Le lendemain, nous faisons donc nos adieux à Joël et sa petite famille et retournons à Cayenne. Là, nous découvrons ce que nous soupçonnions déjà, à savoir que notre appareil fonctionne toujours de manière aléatoire. Rien n'a donc changé...
- Cette fois, ils veulent changer la carte-mère et le processeur. J'ai bien peur que ça prenne trois semaines, me dit Rémi.
Nous voilà donc scotchés en Guyane. Pas vraiment ravis. Outre le fait que le coût de la vie y est exorbitant, la mentalité générale et les sempiternelles frictions interethniques ne nous donnent pas envie de nous attarder. Seul Samuel y trouve son compte puisque nous repassons chez Franck dans l'après-midi. Le boa étant au repos, il peut le prendre dans ses mains. Ravi de me voir trembler dès que l'animal approche sa tête de moi...
Nous faisons aussi la connaissance de Smet, rencontré via Internet grâce à Caroline et Yannick (voir nos "Sites à visiter"). Il tient un magasin d'informatique et ne nous rassure guère sur les délais de réparation. Surtout à cette période de l'année... Même la fusée Ariane nous fait faux-bond : le lancement prévu début décembre est finalement reporté à fin février.
Pour passer le temps, nous prenons d'abord la direction de Roura, puis de Kaw, mais aucun endroit ne nous satisfait vraiment. Roura est bien un petit village très agréable mais les abords du fleuve sont trop boueux pour que l'on puisse s'y baigner.
- Bon, si je comprends bien, on retourne à Cacao ?
Là, nous sommes accueillis par un Joël hilare :
- Alors, vous avez décidé de vous installer ici ?

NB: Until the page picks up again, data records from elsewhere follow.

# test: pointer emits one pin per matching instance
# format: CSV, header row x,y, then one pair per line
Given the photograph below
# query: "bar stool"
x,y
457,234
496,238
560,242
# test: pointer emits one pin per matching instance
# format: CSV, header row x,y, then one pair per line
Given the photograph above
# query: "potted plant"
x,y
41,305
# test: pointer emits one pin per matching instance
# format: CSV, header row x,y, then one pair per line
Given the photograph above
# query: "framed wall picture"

Petit à petit, les gens s'habituent à nous voir. Des contacts se créent, encore fragiles, mais nous faisons quand même partie du paysage. Nous avons même rencontré un Hmong qui a vécu dans le Tarn : il travaillait à Coupiac, à quelques kilomètres à peine de notre village de Trébas.
Chaque matin, Rémi passe à la boulangerie. Ensuite, il y a l'école qui nous occupe grosso modo jusqu'à midi. Après le repas, séance de natation dans la Comté. Souvent sous la pluie car la saison sèche est bel et bien terminée. Les barques entreposées près de l'embarcadère servent de plongeoir. Samuel et Elisa sont désormais très à l'aise, même si pour cette dernière les mouvements de brasse sont loin d'être académiques.

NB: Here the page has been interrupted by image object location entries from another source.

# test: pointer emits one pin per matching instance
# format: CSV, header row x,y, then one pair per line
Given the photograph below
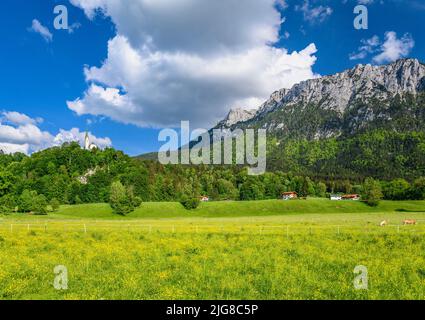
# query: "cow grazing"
x,y
409,222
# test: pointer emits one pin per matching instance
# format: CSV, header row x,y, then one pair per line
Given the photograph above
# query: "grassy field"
x,y
252,250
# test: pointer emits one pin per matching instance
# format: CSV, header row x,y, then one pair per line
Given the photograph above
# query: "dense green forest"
x,y
72,175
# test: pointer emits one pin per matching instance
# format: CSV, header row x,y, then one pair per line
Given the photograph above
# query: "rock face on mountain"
x,y
346,102
235,116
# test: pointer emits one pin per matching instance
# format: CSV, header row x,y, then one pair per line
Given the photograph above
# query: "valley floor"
x,y
285,250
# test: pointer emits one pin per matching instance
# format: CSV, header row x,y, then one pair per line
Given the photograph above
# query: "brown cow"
x,y
409,222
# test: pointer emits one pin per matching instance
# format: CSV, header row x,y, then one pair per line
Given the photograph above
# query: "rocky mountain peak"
x,y
235,116
334,96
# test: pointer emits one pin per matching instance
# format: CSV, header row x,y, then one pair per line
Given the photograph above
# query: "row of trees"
x,y
71,175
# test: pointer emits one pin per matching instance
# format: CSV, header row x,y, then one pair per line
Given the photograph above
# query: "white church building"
x,y
88,145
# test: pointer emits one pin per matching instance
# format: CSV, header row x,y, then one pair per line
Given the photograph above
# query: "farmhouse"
x,y
352,197
289,195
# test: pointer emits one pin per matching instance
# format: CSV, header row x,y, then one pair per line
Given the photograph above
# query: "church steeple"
x,y
87,141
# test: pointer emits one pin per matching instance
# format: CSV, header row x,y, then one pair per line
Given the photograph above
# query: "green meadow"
x,y
305,249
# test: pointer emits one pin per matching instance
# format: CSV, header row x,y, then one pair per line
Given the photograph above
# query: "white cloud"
x,y
390,50
20,133
188,60
314,14
394,48
37,27
19,118
368,46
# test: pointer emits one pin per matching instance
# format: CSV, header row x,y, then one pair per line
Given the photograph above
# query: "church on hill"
x,y
88,145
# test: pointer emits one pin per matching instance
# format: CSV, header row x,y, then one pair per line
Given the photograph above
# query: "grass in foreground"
x,y
245,250
225,209
279,257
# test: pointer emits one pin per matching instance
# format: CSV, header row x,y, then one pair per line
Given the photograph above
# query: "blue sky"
x,y
40,75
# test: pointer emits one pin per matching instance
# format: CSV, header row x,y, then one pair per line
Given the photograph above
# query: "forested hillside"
x,y
72,175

Ce week-end, Franck et Isabelle nous ont fait la surprise de nous rejoindre avec leur barque. Ils nous ont offert une petite balade sur la Comté. Au menu : découverte de la rivière, baignades, repas dans un carbet (construction de bois largement ouverte dans laquelle on suspend son hamac), promenade en forêt et bonne humeur. Tout ce qu'il faut pour se mettre à apprécier la Guyane !
De retour à Cayenne "pour voir", une bonne surprise nous attend : l'ordinateur fonctionne. Pour nous, c'est un peu Noël avant l'heure, même si nous nous demandons forcément combien de temps cela va durer... En tout cas, cela nous permet de vous donner quelques nouvelles... et de vous souhaiter d'ores et déjà un très joyeux Noël !
Grosses bises à tous et à la prochaine.